A jury found Christopher Myung Kim, 29 A former employee of a marijuana distribution warehouse guilty of federal criminal charges that he conspired with a corrupt Los Angeles County Sheriff's Department deputy to rob his former employer of $2 million dollars' worth of marijuana and cash through an armed robbery staged to look like a legitimate law enforcement operation. The jury found Kim guilty of conspiracy to distribute marijuana, possession with intent to distribute marijuana, conspiracy against rights, deprivation of rights under color of law, and brandishing a firearm in furtherance of a drug trafficking crime.

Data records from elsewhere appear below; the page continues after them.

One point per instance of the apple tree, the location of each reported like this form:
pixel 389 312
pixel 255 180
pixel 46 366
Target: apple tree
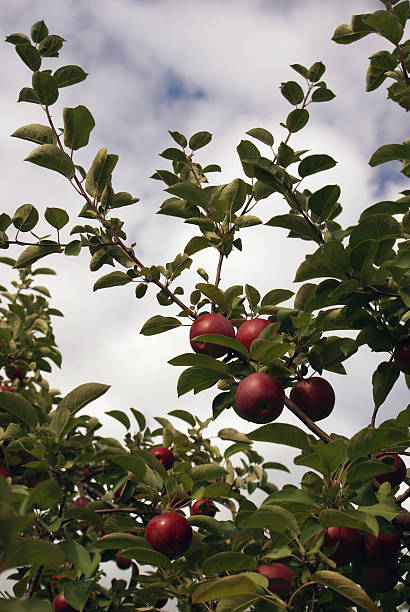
pixel 73 499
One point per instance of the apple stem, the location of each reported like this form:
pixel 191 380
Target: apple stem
pixel 307 421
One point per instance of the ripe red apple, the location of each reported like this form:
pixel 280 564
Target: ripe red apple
pixel 14 371
pixel 395 478
pixel 280 577
pixel 60 604
pixel 259 398
pixel 123 562
pixel 211 324
pixel 164 456
pixel 315 396
pixel 384 546
pixel 169 533
pixel 349 542
pixel 204 507
pixel 401 355
pixel 250 330
pixel 378 577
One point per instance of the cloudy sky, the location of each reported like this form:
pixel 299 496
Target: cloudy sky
pixel 216 65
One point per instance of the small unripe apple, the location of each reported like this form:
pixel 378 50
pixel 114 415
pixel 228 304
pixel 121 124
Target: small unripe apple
pixel 213 323
pixel 280 577
pixel 259 398
pixel 204 507
pixel 250 330
pixel 14 371
pixel 349 542
pixel 169 533
pixel 60 604
pixel 378 577
pixel 164 456
pixel 315 396
pixel 401 355
pixel 123 562
pixel 395 478
pixel 384 546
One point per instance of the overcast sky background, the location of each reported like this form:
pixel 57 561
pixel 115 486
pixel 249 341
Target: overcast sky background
pixel 212 65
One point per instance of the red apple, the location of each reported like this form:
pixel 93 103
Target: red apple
pixel 164 456
pixel 123 562
pixel 315 396
pixel 60 604
pixel 169 533
pixel 14 371
pixel 80 502
pixel 211 324
pixel 378 577
pixel 204 507
pixel 259 398
pixel 280 577
pixel 384 546
pixel 395 478
pixel 250 330
pixel 349 542
pixel 401 355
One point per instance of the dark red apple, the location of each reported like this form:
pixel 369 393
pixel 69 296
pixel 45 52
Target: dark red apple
pixel 211 324
pixel 14 371
pixel 123 562
pixel 395 478
pixel 349 542
pixel 169 533
pixel 315 396
pixel 378 577
pixel 5 472
pixel 164 456
pixel 204 507
pixel 60 604
pixel 401 355
pixel 384 546
pixel 280 577
pixel 259 398
pixel 250 330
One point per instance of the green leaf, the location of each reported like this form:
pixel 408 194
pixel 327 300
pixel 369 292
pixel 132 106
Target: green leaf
pixel 38 31
pixel 159 324
pixel 120 416
pixel 45 87
pixel 200 361
pixel 78 124
pixel 315 163
pixel 35 132
pixel 30 56
pixel 282 433
pixel 57 217
pixel 199 140
pixel 19 407
pixel 296 120
pixel 228 561
pixel 383 380
pixel 228 586
pixel 345 587
pixel 100 172
pixel 390 152
pixel 51 157
pixel 25 218
pixel 263 135
pixel 82 395
pixel 69 75
pixel 112 279
pixel 292 91
pixel 387 24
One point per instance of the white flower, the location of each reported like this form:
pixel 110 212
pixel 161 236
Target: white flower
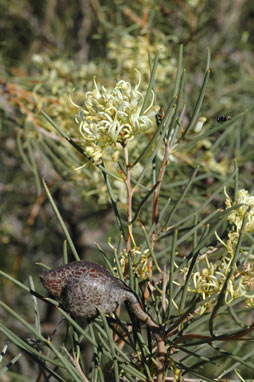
pixel 237 216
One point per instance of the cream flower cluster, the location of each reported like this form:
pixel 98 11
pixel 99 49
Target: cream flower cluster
pixel 237 216
pixel 113 116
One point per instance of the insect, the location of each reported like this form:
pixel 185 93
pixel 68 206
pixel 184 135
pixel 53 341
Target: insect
pixel 223 118
pixel 83 287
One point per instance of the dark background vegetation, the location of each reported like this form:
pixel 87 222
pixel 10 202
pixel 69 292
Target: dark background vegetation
pixel 78 33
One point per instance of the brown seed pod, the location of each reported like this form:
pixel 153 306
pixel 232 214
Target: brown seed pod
pixel 83 287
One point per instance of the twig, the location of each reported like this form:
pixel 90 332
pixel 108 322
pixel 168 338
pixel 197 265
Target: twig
pixel 129 197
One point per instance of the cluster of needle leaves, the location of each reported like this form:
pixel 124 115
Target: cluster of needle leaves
pixel 169 224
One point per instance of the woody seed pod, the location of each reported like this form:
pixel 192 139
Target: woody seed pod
pixel 83 287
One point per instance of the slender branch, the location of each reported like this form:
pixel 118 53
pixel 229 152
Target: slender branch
pixel 129 197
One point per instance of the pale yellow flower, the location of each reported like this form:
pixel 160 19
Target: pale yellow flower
pixel 113 116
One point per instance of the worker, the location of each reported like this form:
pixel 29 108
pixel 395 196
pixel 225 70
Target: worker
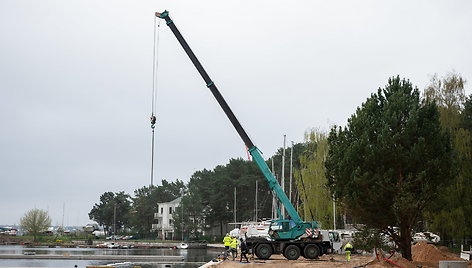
pixel 348 248
pixel 227 241
pixel 244 250
pixel 234 247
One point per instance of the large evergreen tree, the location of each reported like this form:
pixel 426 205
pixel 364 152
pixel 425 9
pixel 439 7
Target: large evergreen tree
pixel 390 161
pixel 112 211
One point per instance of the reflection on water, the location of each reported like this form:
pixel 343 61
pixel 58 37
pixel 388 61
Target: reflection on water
pixel 190 257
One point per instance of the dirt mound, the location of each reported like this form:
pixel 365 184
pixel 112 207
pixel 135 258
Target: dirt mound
pixel 430 254
pixel 397 259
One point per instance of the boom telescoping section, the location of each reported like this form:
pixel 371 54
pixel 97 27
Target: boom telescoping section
pixel 253 150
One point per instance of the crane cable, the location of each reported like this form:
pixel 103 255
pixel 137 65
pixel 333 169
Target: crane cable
pixel 155 67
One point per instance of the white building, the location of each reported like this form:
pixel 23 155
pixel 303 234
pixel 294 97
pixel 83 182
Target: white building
pixel 164 223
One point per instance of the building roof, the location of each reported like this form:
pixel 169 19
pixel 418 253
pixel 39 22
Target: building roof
pixel 175 201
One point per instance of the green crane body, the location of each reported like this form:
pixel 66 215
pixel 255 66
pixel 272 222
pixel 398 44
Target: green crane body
pixel 288 230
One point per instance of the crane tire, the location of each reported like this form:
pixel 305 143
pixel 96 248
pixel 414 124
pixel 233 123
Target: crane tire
pixel 264 251
pixel 311 251
pixel 292 252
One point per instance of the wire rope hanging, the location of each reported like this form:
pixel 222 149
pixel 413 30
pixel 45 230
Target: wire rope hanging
pixel 155 67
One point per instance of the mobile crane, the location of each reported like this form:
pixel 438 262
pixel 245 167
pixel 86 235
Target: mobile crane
pixel 291 236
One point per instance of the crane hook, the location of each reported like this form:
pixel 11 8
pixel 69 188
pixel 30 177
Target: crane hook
pixel 153 121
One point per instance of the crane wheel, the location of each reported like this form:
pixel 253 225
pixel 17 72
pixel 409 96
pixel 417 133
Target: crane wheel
pixel 264 251
pixel 292 252
pixel 311 251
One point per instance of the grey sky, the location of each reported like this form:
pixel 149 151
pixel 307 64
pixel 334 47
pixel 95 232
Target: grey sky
pixel 76 81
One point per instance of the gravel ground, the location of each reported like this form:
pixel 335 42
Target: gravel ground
pixel 278 261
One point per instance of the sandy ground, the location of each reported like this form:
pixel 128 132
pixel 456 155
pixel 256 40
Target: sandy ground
pixel 278 261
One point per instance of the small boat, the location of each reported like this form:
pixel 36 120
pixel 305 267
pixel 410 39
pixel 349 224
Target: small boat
pixel 182 246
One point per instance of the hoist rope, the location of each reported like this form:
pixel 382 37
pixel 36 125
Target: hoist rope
pixel 155 67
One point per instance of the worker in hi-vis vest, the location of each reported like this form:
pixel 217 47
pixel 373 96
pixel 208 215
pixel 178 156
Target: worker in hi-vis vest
pixel 234 247
pixel 348 248
pixel 227 241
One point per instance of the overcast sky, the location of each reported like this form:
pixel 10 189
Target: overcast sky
pixel 76 85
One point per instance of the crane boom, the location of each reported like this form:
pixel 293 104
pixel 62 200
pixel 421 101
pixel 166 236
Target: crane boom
pixel 292 235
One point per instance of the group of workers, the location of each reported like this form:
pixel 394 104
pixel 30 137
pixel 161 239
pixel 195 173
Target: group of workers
pixel 231 246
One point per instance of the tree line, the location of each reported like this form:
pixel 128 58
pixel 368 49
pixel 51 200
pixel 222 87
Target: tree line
pixel 208 199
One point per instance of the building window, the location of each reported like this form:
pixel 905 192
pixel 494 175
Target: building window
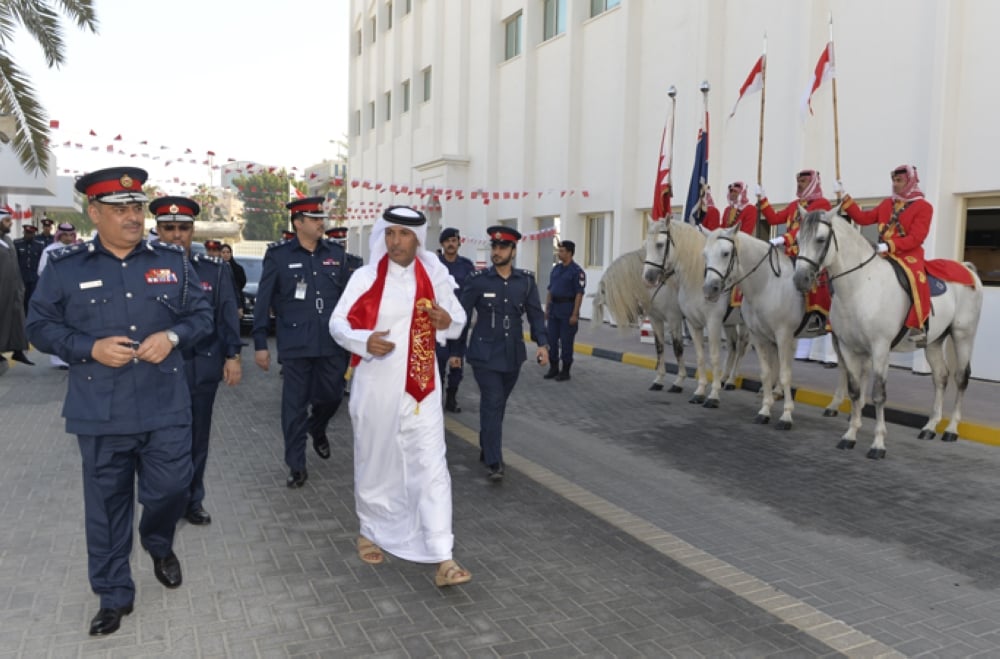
pixel 427 83
pixel 982 239
pixel 601 6
pixel 596 240
pixel 554 19
pixel 512 36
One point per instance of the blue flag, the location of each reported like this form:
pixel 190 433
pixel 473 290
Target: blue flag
pixel 693 212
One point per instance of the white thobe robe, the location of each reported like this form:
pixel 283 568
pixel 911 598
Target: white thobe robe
pixel 402 488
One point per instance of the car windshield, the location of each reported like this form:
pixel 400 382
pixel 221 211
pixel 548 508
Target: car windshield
pixel 252 265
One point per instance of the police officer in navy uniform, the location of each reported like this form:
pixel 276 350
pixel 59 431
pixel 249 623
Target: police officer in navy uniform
pixel 500 295
pixel 119 311
pixel 29 251
pixel 217 356
pixel 301 280
pixel 567 284
pixel 450 356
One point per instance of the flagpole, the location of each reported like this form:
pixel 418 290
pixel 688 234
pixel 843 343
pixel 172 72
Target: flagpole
pixel 672 93
pixel 760 132
pixel 836 128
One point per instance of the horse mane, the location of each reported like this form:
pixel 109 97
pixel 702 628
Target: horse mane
pixel 687 255
pixel 622 291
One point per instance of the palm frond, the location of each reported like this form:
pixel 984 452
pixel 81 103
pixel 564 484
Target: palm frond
pixel 42 23
pixel 81 11
pixel 17 98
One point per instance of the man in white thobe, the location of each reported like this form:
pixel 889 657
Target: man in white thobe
pixel 390 315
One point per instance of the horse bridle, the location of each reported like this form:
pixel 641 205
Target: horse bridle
pixel 662 265
pixel 774 262
pixel 815 265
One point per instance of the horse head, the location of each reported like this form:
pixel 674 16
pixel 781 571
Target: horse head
pixel 816 235
pixel 656 267
pixel 720 259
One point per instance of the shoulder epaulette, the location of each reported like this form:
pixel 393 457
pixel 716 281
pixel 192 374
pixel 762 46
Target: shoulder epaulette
pixel 69 250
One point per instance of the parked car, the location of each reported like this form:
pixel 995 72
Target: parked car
pixel 253 266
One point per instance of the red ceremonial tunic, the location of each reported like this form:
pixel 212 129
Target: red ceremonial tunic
pixel 818 299
pixel 903 226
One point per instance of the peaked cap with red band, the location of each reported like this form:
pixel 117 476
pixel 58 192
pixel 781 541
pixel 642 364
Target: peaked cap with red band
pixel 502 234
pixel 308 206
pixel 174 209
pixel 115 185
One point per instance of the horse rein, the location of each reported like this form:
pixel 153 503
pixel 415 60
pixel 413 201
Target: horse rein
pixel 774 263
pixel 662 265
pixel 815 265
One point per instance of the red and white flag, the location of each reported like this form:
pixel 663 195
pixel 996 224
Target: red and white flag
pixel 753 84
pixel 662 188
pixel 824 71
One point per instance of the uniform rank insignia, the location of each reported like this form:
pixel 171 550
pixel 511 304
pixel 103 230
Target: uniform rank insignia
pixel 161 276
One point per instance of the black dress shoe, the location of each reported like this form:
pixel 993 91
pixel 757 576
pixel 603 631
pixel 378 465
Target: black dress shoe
pixel 107 621
pixel 198 517
pixel 19 356
pixel 167 570
pixel 296 478
pixel 322 446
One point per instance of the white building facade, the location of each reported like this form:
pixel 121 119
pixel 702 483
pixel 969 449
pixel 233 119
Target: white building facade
pixel 555 108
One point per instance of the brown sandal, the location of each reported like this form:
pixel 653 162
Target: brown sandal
pixel 451 573
pixel 369 552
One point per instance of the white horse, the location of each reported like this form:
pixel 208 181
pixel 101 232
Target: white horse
pixel 675 249
pixel 623 294
pixel 867 316
pixel 773 310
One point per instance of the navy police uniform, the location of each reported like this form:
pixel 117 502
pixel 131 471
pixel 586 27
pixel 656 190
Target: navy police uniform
pixel 29 251
pixel 133 419
pixel 565 283
pixel 496 346
pixel 204 361
pixel 302 288
pixel 459 269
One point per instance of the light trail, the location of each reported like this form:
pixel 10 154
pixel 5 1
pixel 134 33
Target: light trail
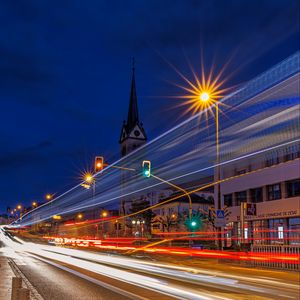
pixel 186 153
pixel 190 282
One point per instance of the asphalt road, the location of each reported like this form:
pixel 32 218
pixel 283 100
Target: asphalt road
pixel 61 273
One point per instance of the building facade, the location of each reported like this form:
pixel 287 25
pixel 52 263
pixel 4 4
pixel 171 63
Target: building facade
pixel 272 184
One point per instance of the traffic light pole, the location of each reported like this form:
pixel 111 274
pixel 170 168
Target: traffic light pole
pixel 219 204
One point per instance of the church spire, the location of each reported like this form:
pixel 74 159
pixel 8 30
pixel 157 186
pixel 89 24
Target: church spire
pixel 133 134
pixel 133 114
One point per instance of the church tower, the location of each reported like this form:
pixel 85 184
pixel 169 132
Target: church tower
pixel 132 134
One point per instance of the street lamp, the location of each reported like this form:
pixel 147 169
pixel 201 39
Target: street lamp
pixel 104 214
pixel 48 196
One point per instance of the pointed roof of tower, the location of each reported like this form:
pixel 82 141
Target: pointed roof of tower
pixel 133 113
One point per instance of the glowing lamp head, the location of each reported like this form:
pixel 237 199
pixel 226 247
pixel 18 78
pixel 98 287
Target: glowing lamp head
pixel 204 96
pixel 104 214
pixel 88 178
pixel 193 223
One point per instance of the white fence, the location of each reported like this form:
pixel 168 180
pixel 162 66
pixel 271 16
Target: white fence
pixel 271 250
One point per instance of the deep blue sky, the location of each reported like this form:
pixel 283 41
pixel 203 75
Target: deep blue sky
pixel 65 69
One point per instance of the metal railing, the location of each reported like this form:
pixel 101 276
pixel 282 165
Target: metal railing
pixel 276 249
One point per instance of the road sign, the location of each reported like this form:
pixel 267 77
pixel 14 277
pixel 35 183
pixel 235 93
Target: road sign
pixel 220 218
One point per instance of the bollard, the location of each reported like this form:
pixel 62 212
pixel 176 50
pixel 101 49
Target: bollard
pixel 16 285
pixel 23 294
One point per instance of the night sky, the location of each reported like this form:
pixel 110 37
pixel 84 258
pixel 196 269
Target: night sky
pixel 65 71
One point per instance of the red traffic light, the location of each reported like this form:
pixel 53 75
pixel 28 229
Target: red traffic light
pixel 99 163
pixel 146 168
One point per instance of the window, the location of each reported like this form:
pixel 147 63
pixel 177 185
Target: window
pixel 293 188
pixel 280 232
pixel 241 197
pixel 256 195
pixel 274 191
pixel 273 160
pixel 228 200
pixel 240 172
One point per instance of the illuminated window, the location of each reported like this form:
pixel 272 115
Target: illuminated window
pixel 256 195
pixel 241 197
pixel 293 188
pixel 280 232
pixel 228 200
pixel 274 191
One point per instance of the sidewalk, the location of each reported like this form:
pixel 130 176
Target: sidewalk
pixel 6 275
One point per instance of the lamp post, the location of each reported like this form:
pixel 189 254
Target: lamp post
pixel 205 98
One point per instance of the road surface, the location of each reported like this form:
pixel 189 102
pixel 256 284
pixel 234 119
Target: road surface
pixel 62 273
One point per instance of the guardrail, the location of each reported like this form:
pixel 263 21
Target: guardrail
pixel 276 249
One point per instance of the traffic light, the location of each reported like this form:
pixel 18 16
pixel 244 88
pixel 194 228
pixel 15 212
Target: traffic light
pixel 146 168
pixel 193 224
pixel 99 164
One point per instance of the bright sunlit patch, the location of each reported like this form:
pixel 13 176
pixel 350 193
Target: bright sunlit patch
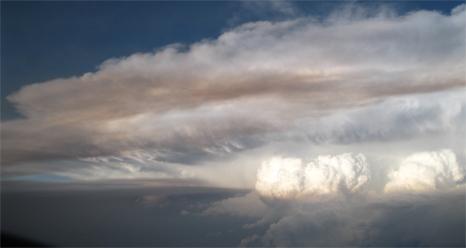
pixel 288 177
pixel 426 171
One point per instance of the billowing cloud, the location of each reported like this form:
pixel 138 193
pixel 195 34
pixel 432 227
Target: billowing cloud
pixel 326 175
pixel 254 85
pixel 426 171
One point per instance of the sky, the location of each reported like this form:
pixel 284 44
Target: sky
pixel 321 123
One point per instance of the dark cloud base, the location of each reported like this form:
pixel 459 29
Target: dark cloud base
pixel 175 216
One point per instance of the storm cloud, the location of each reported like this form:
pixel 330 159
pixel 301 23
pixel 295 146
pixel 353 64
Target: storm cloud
pixel 255 84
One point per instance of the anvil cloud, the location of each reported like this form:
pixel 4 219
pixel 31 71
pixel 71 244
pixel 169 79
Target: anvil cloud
pixel 322 81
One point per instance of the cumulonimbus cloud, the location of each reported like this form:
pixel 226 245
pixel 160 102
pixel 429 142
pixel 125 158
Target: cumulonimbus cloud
pixel 326 175
pixel 285 178
pixel 166 101
pixel 426 171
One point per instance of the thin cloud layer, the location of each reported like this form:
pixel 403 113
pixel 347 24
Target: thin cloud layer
pixel 254 84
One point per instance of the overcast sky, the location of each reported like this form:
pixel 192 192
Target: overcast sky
pixel 323 122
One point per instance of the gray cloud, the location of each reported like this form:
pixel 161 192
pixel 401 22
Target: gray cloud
pixel 254 84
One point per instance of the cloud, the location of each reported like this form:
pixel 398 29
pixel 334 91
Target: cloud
pixel 426 171
pixel 285 178
pixel 255 84
pixel 245 205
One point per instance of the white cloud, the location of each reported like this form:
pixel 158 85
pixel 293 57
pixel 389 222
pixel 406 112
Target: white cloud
pixel 280 177
pixel 352 77
pixel 285 178
pixel 426 171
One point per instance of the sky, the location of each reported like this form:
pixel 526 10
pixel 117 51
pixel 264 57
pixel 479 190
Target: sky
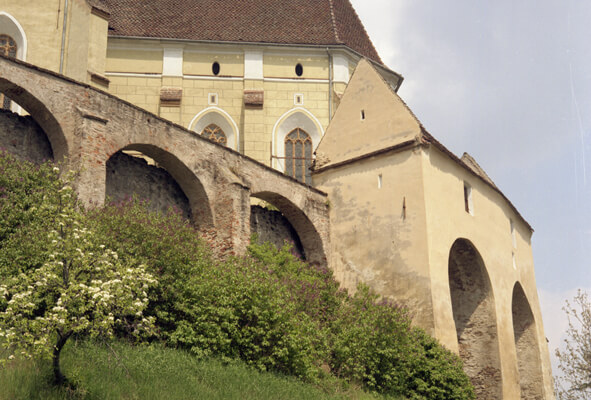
pixel 508 82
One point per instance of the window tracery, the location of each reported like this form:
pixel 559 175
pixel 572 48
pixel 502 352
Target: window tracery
pixel 7 48
pixel 215 133
pixel 298 155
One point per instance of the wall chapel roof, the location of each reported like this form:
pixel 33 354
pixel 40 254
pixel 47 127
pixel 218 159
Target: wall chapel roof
pixel 303 22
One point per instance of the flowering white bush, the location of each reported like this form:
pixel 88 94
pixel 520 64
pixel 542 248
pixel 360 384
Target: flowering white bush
pixel 82 288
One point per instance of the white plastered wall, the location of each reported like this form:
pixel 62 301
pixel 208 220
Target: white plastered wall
pixel 215 115
pixel 296 118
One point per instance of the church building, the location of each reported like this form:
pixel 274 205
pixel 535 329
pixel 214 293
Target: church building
pixel 298 87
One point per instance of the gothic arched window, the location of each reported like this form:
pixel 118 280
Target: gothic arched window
pixel 215 133
pixel 7 48
pixel 298 155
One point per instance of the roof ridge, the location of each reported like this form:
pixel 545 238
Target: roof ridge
pixel 334 21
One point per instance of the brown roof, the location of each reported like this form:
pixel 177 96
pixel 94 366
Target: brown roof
pixel 304 22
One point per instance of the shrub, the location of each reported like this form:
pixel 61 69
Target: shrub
pixel 267 307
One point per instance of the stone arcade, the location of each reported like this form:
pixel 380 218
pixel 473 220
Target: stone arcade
pixel 221 117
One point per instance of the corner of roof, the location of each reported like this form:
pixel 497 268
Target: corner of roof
pixel 334 21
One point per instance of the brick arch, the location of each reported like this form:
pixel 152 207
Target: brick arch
pixel 475 319
pixel 310 238
pixel 527 346
pixel 192 187
pixel 40 112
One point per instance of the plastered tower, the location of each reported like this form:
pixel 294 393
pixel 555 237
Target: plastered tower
pixel 433 232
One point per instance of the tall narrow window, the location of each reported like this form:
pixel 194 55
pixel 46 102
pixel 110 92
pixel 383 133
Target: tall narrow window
pixel 7 48
pixel 215 133
pixel 468 199
pixel 298 155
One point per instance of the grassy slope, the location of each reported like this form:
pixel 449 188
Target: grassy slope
pixel 125 372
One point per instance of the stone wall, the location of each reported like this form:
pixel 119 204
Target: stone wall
pixel 272 226
pixel 129 176
pixel 23 137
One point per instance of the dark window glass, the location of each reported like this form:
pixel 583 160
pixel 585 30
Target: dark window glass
pixel 299 70
pixel 7 48
pixel 215 133
pixel 215 68
pixel 298 155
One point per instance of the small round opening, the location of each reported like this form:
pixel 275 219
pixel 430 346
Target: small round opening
pixel 215 68
pixel 299 70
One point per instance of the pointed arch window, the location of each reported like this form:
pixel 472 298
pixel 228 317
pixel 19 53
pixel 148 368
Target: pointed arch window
pixel 7 48
pixel 215 133
pixel 298 155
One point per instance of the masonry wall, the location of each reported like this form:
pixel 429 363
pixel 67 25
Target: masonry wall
pixel 129 176
pixel 23 137
pixel 488 228
pixel 135 70
pixel 271 226
pixel 377 220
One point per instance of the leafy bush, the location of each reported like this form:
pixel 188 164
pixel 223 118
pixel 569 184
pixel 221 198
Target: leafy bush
pixel 267 307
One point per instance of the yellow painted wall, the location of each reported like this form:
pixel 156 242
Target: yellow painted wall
pixel 280 66
pixel 197 63
pixel 136 61
pixel 377 244
pixel 42 26
pixel 255 124
pixel 42 23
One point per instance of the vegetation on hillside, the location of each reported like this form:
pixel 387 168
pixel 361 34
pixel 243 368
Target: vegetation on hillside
pixel 267 308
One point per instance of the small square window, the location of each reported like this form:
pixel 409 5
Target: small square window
pixel 468 206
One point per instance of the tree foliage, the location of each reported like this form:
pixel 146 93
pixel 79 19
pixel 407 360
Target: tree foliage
pixel 575 359
pixel 93 273
pixel 82 288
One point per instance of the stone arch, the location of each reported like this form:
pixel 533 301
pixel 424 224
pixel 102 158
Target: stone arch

At 3 a.m. on October 29, 2018, LASD Deputy Marc Antrim, 42, of South El Monte, and six co-conspirators, robbed a marijuana distribution warehouse in downtown Los Angeles. Antrim, who was assigned to the LASD station in Temple City, was arrested by federal authorities for his role in the robbery and agreed to cooperate with the government. Antrim, who was dressed as an armed deputy, flashed his badge and a fake search warrant to gain access to the warehouse and detain the warehouse's security guards in a cage in the back of an LASD Ford Explorer.
Days before the robbery, Kim had supplied Antrim with inside information about the robbery, including key details about the warehouse's layout, operation and security. Kim also gave Antrim the warehouse's blueprints, noting where security guards likely would be stationed and which rooms Antrim and their co-conspirators should “hit” to ensure that the most valuable items were stolen.
During the two-hour robbery, Antrim and the fake law enforcement team absconded with more than 1,200 pounds of marijuana, two large commercial safes containing more than $600,000 in cash and money orders, and other items of value from the warehouse.
Hours after the robbery, Antrim drove a rental truck to a storage facility in Walnut, where Kim had rented a storage unit the day of the robbery. Antrim and co-conspirator Kevin McBride, 44, of Glendora, delivered $1.5 million dollars' worth of stolen marijuana and marijuana products to Kim to resell for profit. The next day, Kim and others unloaded the stolen marijuana from the storage unit into Kim's white Lexus RX, a Subaru SUV, and a U-Haul moving truck.
Kim had worked at the warehouse for years, but a dispute with its owners left him “bitterly disgruntled,” according to court documents. Evidence admitted at trial, including Kim's social media communications, showed that Kim left his job just weeks before the robbery and conspired with Antrim to orchestrate the raid both for profit and to get revenge against his own bosses.
Antrim, who was arrested on November 8, 2018 on a federal criminal complaint, pleaded guilty on March 4 to multiple felonies in connection with the armed robbery. His sentencing is scheduled for March 16. Five other defendants, including McBride, also have pleaded guilty for their involvement in the robbery and will be sentenced early next year.
United States District Judge Virginia A. Phillips scheduled a February 10 sentencing hearing, at which time Kim will face a statutory maximum sentence of life in federal prison and a mandatory minimum sentence of 12 years in prison.
The jury acquitted Kim of possession with intent to distribute cocaine and possessing a firearm in furtherance of a drug trafficking crime.